This is the code used to train a neural network with the goal of detecting of parts of a recording are speech or song.
The training data used is in forms of MP3 files (not included) and can be placed into the songs
or speech
folders. Then you can run the ./split.sh
scripts which splits the file into chunks
with the specified length. Currently only files with 44100 Hz sample rate are supported
Incomplete and untested list:
conda install -c apple tensorflow-deps
conda install tensorflow_io
conda install torchaudio
Run python3 train.py
This will produce a ./songornot_trained.pt
file.

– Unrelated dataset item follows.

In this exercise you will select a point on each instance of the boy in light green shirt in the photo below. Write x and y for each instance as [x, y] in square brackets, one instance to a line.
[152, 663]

If you run the script again the file will be replaced
As a sample you can run ./tests/inference_test.py <model> <audio file>
.
Results will be similar to this:
/Users/matjaz/meeting.wav
Chunks: 1317
Total items: 1317
song (15:10): 00:00 - 15:10
speech (04:00): 15:10 - 19:10
song (03:05): 19:10 - 22:15
speech (18:30): 22:15 - 40:45
song (04:00): 40:45 - 44:45
speech (00:20): 44:45 - 45:05
song (00:15): 45:05 - 45:20
speech (08:05): 45:20 - 53:25
song (03:30): 53:25 - 56:55
speech (25:05): 56:55 - 82:00
song (01:55): 82:00 - 83:55
speech (20:40): 83:55 - 104:35
song (03:30): 104:35 - 108:05
The provided models are provided for demonstration purposes and are (C) 2023 BCC Media STI.
Model files listed here are licensed under CC BY-NC-ND 4.0 license:
- songornot_2s.pt
- songornot_5s.pt
Everything with the exception of the above list of files is released under the MIT License.